Acción Republicana existe. Sus términos para ocupar espacio en el escenario político parecen claros: Tradición, familia, Gobierno militar, conservadurismo…y sentido común. Cuidado ahí.

Efectivamente, porque tras ese “nacional populismo”, como ha denominado el ex canciller y senador PS, José Miguel Insulza, se esconden todos los tópicos observados anteriormente, pero también una peligrosa dosis de entendimiento de la temperatura de la sociedad.

La extrema derecha se alimenta ineludiblemente del miedo, al migrante, al avance efectivo de las minorías sexuales en la consecución de sus derechos, a la justa demanda de la mujer por más poder en las diversas esferas de la vida cotidiana, y en general a todo lo diferente que cause un cambio al orden establecido.

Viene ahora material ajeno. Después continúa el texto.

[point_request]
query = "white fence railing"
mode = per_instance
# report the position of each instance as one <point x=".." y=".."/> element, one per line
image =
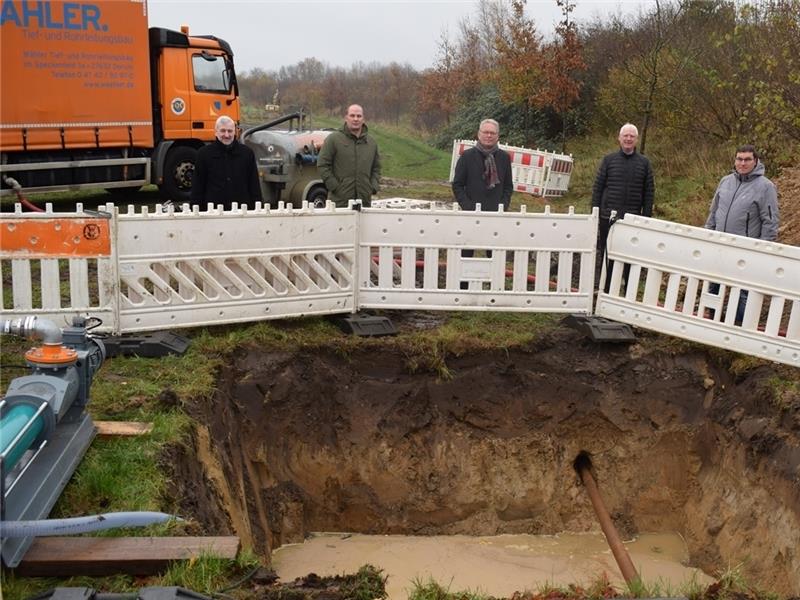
<point x="461" y="260"/>
<point x="674" y="270"/>
<point x="189" y="268"/>
<point x="140" y="271"/>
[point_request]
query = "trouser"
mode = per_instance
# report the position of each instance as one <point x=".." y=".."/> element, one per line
<point x="713" y="288"/>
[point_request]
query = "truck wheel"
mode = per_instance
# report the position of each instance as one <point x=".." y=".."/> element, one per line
<point x="317" y="196"/>
<point x="178" y="172"/>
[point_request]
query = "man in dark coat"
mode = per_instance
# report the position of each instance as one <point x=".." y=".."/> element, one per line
<point x="624" y="183"/>
<point x="225" y="170"/>
<point x="483" y="173"/>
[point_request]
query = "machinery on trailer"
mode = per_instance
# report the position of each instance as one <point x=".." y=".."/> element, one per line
<point x="286" y="155"/>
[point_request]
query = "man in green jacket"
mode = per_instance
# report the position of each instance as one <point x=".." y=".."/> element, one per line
<point x="349" y="162"/>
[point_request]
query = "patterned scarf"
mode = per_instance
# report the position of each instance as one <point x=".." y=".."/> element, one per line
<point x="489" y="166"/>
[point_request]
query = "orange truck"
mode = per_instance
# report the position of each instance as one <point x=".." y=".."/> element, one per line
<point x="92" y="98"/>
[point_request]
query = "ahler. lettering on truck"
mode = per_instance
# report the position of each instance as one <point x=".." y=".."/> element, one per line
<point x="92" y="97"/>
<point x="44" y="15"/>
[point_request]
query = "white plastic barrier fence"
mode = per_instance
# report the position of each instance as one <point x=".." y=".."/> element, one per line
<point x="57" y="265"/>
<point x="145" y="270"/>
<point x="191" y="267"/>
<point x="448" y="259"/>
<point x="686" y="281"/>
<point x="536" y="172"/>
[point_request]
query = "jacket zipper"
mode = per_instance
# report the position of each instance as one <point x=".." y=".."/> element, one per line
<point x="733" y="199"/>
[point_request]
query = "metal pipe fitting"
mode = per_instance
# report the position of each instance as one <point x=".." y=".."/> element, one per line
<point x="33" y="328"/>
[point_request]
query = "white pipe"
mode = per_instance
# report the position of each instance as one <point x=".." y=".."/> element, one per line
<point x="72" y="526"/>
<point x="33" y="328"/>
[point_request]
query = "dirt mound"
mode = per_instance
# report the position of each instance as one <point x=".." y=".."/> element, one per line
<point x="788" y="185"/>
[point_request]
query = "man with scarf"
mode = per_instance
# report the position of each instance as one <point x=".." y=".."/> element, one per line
<point x="483" y="173"/>
<point x="225" y="170"/>
<point x="625" y="184"/>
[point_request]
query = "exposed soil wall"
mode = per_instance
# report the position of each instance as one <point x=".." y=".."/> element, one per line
<point x="316" y="442"/>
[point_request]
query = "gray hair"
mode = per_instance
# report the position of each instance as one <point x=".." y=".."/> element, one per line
<point x="222" y="120"/>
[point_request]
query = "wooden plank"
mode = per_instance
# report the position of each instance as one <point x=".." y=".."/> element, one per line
<point x="100" y="556"/>
<point x="122" y="428"/>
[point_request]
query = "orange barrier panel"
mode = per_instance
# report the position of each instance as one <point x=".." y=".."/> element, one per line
<point x="55" y="238"/>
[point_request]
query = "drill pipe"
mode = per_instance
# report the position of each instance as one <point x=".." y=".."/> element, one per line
<point x="612" y="537"/>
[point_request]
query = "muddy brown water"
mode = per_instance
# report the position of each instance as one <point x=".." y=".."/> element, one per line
<point x="496" y="566"/>
<point x="296" y="443"/>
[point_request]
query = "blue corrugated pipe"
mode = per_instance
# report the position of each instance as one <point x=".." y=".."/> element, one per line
<point x="77" y="525"/>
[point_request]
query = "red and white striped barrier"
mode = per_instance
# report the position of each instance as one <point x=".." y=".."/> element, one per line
<point x="536" y="172"/>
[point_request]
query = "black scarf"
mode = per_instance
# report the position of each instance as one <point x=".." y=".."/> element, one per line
<point x="489" y="166"/>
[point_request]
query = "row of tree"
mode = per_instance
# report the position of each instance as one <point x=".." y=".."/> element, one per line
<point x="717" y="69"/>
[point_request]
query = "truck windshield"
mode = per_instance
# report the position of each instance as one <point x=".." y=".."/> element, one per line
<point x="210" y="74"/>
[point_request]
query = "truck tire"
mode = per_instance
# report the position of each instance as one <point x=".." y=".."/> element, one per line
<point x="317" y="196"/>
<point x="178" y="172"/>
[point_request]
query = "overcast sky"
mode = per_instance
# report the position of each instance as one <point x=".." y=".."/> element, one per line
<point x="274" y="33"/>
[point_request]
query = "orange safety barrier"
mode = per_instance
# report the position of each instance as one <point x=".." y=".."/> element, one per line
<point x="55" y="238"/>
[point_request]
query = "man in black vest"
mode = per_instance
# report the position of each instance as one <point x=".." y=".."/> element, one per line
<point x="483" y="173"/>
<point x="225" y="171"/>
<point x="624" y="183"/>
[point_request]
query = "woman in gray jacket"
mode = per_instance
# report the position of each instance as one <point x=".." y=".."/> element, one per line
<point x="746" y="202"/>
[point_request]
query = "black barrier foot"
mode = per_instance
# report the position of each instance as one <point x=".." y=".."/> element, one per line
<point x="599" y="329"/>
<point x="366" y="325"/>
<point x="147" y="345"/>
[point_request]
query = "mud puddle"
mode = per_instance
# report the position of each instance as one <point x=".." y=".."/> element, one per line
<point x="493" y="565"/>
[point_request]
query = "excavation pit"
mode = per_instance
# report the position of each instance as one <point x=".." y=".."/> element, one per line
<point x="296" y="443"/>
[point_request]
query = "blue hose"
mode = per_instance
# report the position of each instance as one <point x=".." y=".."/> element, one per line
<point x="9" y="529"/>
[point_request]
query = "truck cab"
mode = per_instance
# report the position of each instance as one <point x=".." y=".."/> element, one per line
<point x="194" y="83"/>
<point x="92" y="98"/>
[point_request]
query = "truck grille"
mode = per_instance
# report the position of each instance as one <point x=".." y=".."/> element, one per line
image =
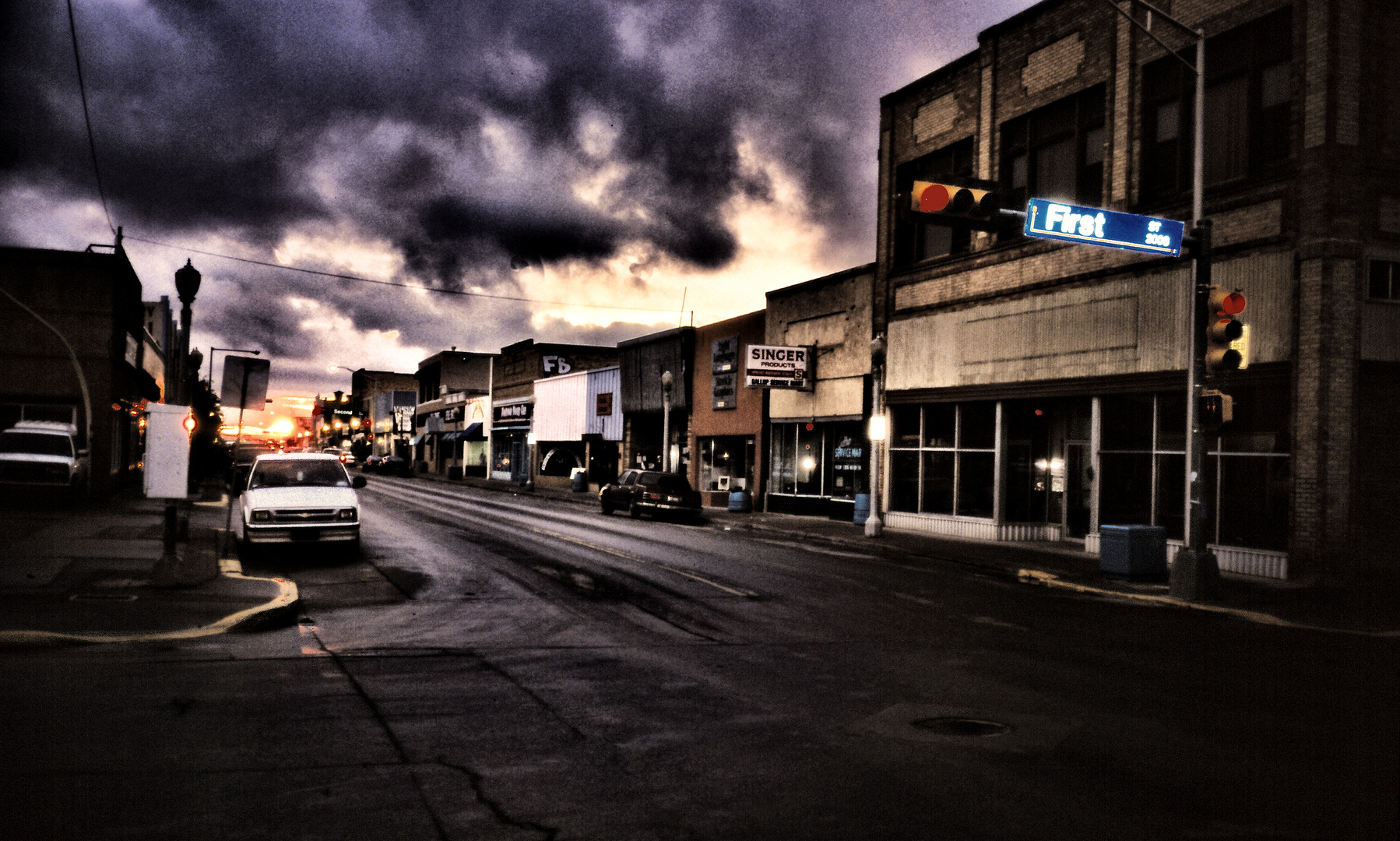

En muchos casos, esta alimentación del miedo es parte del inconsciente de la misma sociedad. El miedo al migrante que puede ocupar mi puesto de trabajo; los temores a que a los jóvenes “se les transmita” por epidemia inexistente o “moda cultural” el gusto de una minoría sexual; que la mujer avance en demandas tan absurdas como igual salario ante igual trabajo.

Hemos escuchado desde hace años de la desconfianza hacia las instituciones y nuestros representantes. La desconfianza también puede ser alimentada desde el miedo. A que nuestras instituciones y representantes nos engañen, a que olviden el mandato que les hemos dado. Y con la permanente intención del “partido del miedo” en ese desprestigio, continúa creciendo sin freno.

El principal desafío entonces para quienes vemos el avance de la extrema derecha no es quejarse de lo que piensan. Es revalorar la democracia, explicar -tal vez contra culturalmente- a la ciudadanía que la migración y los derechos de la mujer o de las minorías son necesarios para una sociedad más justa. Y que las instituciones son la forma como hemos estructurado nuestro pasado, presente y futuro.

De lo contrario, la batalla está perdida. Y la pérdida puede ser grave, pues es la democracia de 2.500 años la que peligra. La que garantiza libertad de expresión, reunión, asociación, y no solo el gobierno de la mayoría, sino el respeto de la minoría y de los que piensan distinto.

Los partidarios de la democracia somos los que tenemos el desafío.